I pressed my lips together in frustrated acknowledgment. Without Fellen I would have had to have been more than lucky to find the exit tunnel even before we lost our supplies.
Rawley continued to fall into her mentor role. “And the whisper women? What did you learn of them during your time in the Statue Garden?”
“They kept their distance from us. I only saw them when they tended to the shamble men or returned from the tunnels.”
“And?”
I ground my teeth together. “And they were walking. I didn’t get to see much more than that.”
She flicked me in light rebuke. “You can learn a lot from someone’s walk. Did one of them have their head held high one day and lowered the next? Who always walked in the front? In the back? Who walked together and who walked apart? Did they wear anything special? Don’t forget the tracker’s attention to detail just because you’re not looking at a game trail.” She paused before continuing, “Tell me what you remember. In detail.”

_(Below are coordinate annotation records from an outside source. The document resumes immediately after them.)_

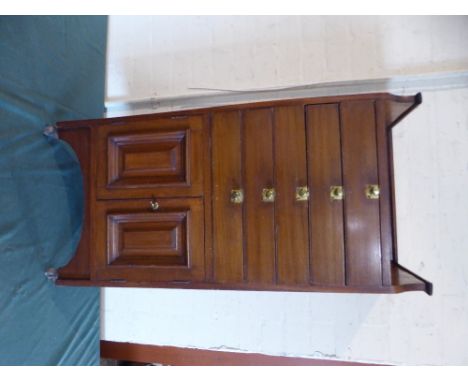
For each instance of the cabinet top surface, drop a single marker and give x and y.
(414, 99)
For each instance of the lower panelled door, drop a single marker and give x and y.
(149, 240)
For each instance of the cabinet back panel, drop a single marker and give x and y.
(360, 168)
(259, 216)
(227, 216)
(291, 216)
(327, 256)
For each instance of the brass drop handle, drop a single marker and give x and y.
(372, 191)
(237, 196)
(336, 193)
(154, 205)
(302, 193)
(268, 195)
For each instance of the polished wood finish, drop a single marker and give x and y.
(133, 242)
(327, 253)
(228, 249)
(259, 216)
(177, 356)
(157, 156)
(291, 216)
(190, 161)
(360, 168)
(79, 140)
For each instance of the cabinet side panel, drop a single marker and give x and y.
(327, 255)
(227, 216)
(360, 169)
(291, 216)
(385, 173)
(259, 214)
(79, 266)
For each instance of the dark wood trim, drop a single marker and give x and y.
(396, 286)
(248, 105)
(177, 356)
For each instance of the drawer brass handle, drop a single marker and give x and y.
(372, 191)
(268, 195)
(237, 196)
(154, 205)
(302, 193)
(336, 193)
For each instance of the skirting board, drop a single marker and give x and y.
(401, 85)
(176, 356)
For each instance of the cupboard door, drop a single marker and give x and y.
(259, 204)
(228, 248)
(291, 215)
(327, 255)
(154, 156)
(360, 170)
(139, 240)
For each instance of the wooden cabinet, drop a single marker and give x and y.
(287, 195)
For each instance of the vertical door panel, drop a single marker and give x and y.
(259, 214)
(291, 216)
(227, 216)
(360, 168)
(327, 256)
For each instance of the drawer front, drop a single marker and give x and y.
(160, 157)
(146, 240)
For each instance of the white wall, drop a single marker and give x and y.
(162, 56)
(166, 56)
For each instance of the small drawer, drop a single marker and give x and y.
(149, 240)
(155, 156)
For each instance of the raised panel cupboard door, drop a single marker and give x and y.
(156, 156)
(291, 215)
(259, 210)
(135, 242)
(360, 169)
(228, 248)
(327, 255)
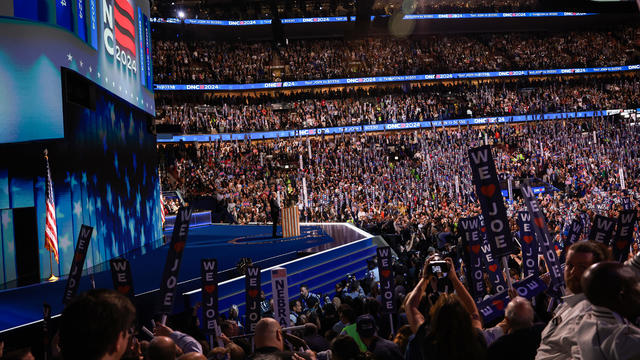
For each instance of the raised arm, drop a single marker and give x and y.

I did my best. In my mind’s eye I found myself back in the healer’s tent that was mine, and mine alone. Then I pulled memory after memory scroll from the pot in an effort to give Rawley the detail she desired. In doing so, I realized a social order and details about individual whisper women and their relations I had only noted subconsciously before, but nothing that gave me drastic insight into their powers or the trials that awaited me to become one of their number.

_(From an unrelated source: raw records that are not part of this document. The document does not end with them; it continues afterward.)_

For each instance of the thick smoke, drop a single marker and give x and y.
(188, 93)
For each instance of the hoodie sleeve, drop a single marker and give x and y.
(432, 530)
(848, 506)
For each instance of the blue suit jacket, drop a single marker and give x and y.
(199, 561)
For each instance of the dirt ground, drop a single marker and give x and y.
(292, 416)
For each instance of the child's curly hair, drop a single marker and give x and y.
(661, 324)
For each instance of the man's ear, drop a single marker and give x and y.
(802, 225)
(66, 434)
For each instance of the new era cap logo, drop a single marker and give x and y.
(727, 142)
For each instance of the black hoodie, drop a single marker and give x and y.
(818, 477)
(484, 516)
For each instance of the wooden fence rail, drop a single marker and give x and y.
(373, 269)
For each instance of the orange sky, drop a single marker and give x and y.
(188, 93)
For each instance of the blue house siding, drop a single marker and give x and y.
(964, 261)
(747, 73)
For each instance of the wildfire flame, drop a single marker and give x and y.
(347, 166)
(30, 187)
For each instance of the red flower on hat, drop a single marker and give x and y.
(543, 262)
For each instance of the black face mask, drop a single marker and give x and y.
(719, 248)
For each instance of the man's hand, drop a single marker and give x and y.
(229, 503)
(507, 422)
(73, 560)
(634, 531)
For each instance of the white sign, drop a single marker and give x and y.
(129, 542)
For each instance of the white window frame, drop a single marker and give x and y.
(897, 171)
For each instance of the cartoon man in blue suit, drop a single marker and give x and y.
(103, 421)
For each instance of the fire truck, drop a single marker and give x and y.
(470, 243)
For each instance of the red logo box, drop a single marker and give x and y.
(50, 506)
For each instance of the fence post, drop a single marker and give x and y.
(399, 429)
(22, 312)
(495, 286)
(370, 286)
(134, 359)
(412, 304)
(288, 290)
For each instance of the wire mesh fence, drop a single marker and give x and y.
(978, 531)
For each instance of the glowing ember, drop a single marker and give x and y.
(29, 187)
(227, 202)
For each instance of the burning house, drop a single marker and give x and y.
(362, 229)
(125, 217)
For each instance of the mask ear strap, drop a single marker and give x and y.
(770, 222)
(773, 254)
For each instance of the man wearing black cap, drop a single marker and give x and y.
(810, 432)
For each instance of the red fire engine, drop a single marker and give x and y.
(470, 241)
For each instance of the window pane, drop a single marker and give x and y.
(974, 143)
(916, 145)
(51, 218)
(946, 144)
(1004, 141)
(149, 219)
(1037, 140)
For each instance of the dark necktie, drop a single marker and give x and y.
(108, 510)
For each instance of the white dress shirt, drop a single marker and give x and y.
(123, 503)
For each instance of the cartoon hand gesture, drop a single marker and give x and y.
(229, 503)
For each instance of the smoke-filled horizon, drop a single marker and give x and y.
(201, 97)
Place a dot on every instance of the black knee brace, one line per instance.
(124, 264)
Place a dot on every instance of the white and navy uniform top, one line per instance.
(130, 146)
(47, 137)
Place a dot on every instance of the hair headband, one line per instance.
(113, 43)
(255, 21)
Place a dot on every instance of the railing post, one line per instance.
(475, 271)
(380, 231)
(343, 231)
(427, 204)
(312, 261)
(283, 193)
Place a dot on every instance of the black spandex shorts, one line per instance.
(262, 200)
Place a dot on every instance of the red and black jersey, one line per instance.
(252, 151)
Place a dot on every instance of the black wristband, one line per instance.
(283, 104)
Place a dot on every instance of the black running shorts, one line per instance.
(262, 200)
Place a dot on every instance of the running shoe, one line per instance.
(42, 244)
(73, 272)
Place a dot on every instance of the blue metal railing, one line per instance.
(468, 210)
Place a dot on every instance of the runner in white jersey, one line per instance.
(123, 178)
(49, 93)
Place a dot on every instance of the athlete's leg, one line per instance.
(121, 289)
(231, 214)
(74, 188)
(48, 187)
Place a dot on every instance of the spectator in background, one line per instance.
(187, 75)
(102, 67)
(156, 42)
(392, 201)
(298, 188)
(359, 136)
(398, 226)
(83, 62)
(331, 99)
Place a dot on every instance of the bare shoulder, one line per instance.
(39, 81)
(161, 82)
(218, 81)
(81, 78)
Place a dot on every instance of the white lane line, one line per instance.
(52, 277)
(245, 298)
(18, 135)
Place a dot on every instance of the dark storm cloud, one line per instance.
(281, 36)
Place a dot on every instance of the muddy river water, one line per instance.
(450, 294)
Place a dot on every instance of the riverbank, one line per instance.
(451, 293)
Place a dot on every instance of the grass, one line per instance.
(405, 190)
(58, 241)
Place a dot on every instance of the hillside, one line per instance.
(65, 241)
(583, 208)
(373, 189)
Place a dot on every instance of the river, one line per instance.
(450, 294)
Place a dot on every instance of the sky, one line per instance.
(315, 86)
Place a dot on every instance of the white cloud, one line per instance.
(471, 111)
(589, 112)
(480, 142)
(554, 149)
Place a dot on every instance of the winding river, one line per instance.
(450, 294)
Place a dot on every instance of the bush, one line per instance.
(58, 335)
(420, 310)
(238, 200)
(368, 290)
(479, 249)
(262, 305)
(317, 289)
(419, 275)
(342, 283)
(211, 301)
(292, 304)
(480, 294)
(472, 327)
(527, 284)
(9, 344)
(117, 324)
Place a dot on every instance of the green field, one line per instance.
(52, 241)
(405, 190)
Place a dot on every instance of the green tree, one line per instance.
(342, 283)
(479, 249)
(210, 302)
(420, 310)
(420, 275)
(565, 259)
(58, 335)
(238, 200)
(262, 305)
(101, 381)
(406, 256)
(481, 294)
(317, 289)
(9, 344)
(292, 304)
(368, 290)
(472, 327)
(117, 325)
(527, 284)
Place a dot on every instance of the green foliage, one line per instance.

Rawley pressed the exercise as far as it could go before letting it drop with the promise that we would do it again in the future. I was to observe the huntresses in the hall and report to Rawley all I discovered simply by watching them. She finished untangling my hair a short while later and, after braiding it into a plait for me, she rose and told me to rest.

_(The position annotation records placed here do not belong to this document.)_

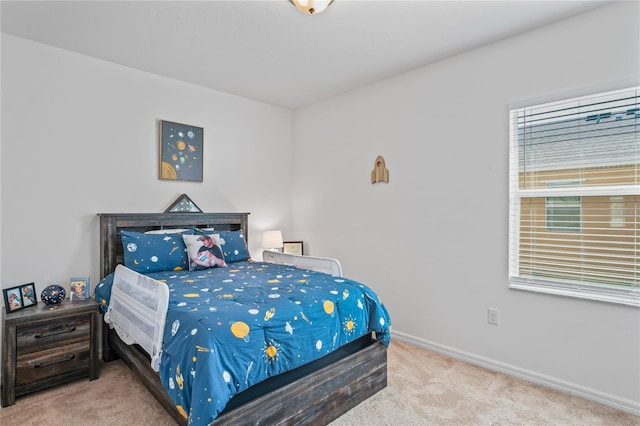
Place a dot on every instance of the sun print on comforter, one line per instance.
(230, 328)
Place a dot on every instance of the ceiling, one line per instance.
(268, 51)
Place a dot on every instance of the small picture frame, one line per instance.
(78, 288)
(181, 151)
(293, 247)
(19, 297)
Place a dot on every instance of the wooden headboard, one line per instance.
(111, 224)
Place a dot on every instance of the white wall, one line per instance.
(433, 241)
(80, 136)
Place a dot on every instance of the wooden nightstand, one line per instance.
(46, 346)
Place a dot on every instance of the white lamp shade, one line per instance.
(311, 7)
(272, 239)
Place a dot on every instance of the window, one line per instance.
(574, 197)
(563, 213)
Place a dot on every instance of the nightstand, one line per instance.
(48, 345)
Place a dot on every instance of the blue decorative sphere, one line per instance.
(53, 295)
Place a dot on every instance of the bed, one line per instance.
(315, 392)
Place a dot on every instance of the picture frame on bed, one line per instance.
(180, 151)
(19, 297)
(183, 204)
(78, 288)
(293, 247)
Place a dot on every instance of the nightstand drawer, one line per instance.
(52, 362)
(45, 346)
(56, 332)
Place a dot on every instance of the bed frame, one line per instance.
(316, 393)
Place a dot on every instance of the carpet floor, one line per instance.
(424, 388)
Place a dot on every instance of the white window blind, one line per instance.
(574, 197)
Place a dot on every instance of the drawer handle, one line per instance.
(67, 330)
(40, 365)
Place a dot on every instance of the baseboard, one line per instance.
(622, 404)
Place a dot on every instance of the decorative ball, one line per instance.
(53, 295)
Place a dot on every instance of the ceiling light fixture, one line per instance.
(311, 7)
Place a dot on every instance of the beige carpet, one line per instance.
(424, 388)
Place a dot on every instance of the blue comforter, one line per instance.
(230, 328)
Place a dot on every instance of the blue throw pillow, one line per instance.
(146, 253)
(234, 246)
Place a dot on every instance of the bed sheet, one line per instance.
(230, 328)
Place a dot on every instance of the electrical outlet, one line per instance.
(493, 316)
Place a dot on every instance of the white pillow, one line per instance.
(166, 231)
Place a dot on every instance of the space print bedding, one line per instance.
(228, 328)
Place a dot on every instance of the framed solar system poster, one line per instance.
(180, 151)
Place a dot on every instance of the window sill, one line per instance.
(629, 297)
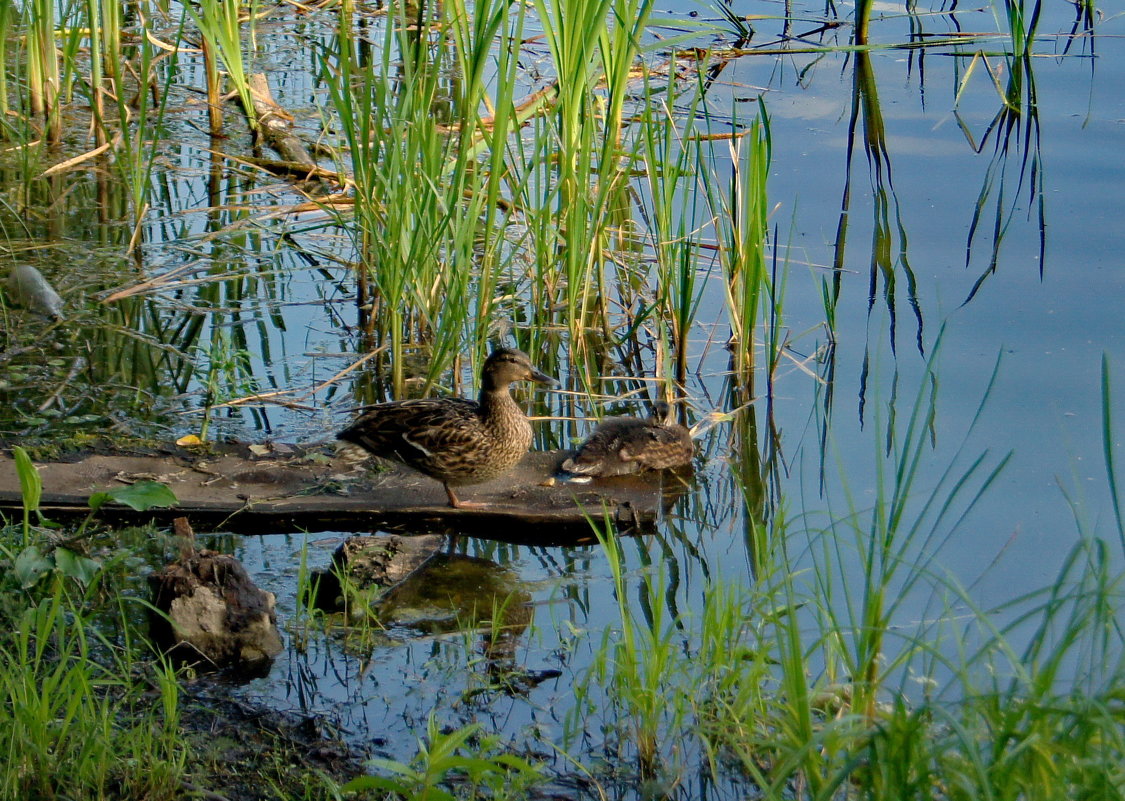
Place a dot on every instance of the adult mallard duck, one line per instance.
(456, 440)
(629, 444)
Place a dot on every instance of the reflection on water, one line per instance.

I knew I should follow the napping huntress’s example, who hadn’t stirred the entire time we talked, but my eyes remained stubbornly open until Rawley checked back into the alcove an hour or so later. When she saw that I was awake she helped me to a spot in the huntress’s area near the wall. Then she retrieved a trap that she was making and settled next to me. She handed me a simple trap that needed repairing. I fiddled with it and watched with wide eyes as a group of huntresses gradually began to settle and do their work around Rawley, engaging her in easy conversation. I had always thought of my mentor as a loner, but it was clear as she introduced me to them that the four that came near were more than acquaintances. Two were from her old tribe, a sister pair, Keili and Veris. Both were Pack huntresses and outgoing, but Keili seemed to have more restraint than her older sister. The third was a petite Pack huntress with reddish brown long hair from the Branch clan who went by the name Crest. She didn’t seem to know what to do with me, but from the way she sat close and looked at Rawley, and Rawley smiled upon seeing her, they were lovers. That was a shock to realize, but given how little Rawley talked about herself, it was little wonder she hadn’t told her apprentice about the intimate details of her personal life. That wasn’t something I needed to know for her to fulfill her role as a mentor. The last huntress was also a shock to see—Nole. Apparently, she and Rawley had gotten to know each other better after Fellen and I got separated from the tribe.
I didn’t try to push myself to be part of the conversation, and after introductions and my first few short responses, the huntresses were content to keep talking among themselves. None of them seemed to known what the mark on my chin meant, though I noticed them mark it—probably placing me as someone with a blessed mark but for the wrong reason. I let them think it, knowing that Grandmother would fix their misconception tomorrow and I would no longer have the safety of anonymity.